Porque é que aquela mulher veio fazer aquele papel por causa do tio que faleceu há dois dias? E ela continuava...
- Você tem de ser forte e dizer à sua mãe com todo o cuidado...
“Minha mãe?” – pensava. Mas o tio que morreu não era irmão da mãe.
- Sua mãe gostava muito dele. Ai quando ela souber...
As pernas começaram a tremer. Resolveu sair do interfone e ir à porta falar diretamente com aquela mulher, que nem sabia quem era.
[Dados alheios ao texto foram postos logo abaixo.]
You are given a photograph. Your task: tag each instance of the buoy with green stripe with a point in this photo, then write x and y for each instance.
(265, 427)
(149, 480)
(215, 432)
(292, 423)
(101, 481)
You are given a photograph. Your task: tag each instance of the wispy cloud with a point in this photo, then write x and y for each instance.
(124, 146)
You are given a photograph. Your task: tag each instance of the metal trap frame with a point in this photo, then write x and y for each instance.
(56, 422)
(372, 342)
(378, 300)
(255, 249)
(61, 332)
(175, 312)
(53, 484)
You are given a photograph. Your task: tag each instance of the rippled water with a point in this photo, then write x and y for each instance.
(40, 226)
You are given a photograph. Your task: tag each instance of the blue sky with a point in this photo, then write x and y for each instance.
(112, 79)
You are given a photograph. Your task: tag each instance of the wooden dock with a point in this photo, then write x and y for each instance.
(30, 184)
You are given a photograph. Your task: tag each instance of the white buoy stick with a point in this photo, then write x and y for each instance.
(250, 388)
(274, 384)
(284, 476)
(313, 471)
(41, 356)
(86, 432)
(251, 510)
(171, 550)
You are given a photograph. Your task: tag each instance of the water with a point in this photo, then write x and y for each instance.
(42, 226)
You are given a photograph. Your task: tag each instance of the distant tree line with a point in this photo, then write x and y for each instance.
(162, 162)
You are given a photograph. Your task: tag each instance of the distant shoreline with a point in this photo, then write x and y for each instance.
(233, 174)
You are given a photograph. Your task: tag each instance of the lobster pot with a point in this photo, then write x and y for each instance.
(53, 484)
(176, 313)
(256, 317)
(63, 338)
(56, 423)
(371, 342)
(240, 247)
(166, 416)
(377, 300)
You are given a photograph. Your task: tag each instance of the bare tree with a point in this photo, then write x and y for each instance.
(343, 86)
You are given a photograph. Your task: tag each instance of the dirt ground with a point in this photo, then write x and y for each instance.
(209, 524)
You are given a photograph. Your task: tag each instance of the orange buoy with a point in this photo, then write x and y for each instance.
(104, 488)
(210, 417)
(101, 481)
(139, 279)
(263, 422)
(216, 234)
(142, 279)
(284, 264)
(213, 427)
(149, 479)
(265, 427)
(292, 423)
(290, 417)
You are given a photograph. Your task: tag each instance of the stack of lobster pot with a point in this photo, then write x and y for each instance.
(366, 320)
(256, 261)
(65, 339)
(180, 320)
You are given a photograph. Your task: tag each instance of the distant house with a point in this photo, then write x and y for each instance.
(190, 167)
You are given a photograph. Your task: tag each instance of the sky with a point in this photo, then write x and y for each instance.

Abriu a porta. Nunca tinha visto aquela senhora na vida.
- Bom dia!
- Bom dia, menina. Que desgraça tão grande. Tenha cuidado a dizer à sua mãe.
- O quê? – perguntou.
- Menina, o irmão da sua mãe, hoje, levantou pela manhã, bem cedo, como de costume. Foi à janela, não se sentiu com energia para levantar por isso disse à mulher que ia deitar de novo – algo muito raro nele. E não é, menina, que ele morreu dormindo? Que desgraça tão grande, um homem tão novo.
Ela ficou em choque. Desta vez não eram os adultos de olhos arregalados, nem pálidos. Nem telefonemas noite dentro, ou de manhã bem cedo. Nem outros atendendo e ela acompanhando tudo. Desta vez ela foi para dar apoio ao pai, mas fez com que a mãe não recebesse aquela notícia horrível pelo interfone, com uma mulher aos gritos. Desta vez foi ela que recebeu a notícia, de surpresa e de supetão. Era ela que determinava a forma como a mãe ia saber, como seria o choque, quem a ia amparar, cuidar. Desta vez era a sério e era com ela. Não estava preparada, mas alguém está preparado para algo assim? Agora entendia porque os adultos se perdiam nessas horas. Queria fazer tudo com cuidado para não aumentar o sofrimento. Subiu as escadas e bateu à porta do quarto dos pais. Infelizmente não dava para os deixar dormir mais.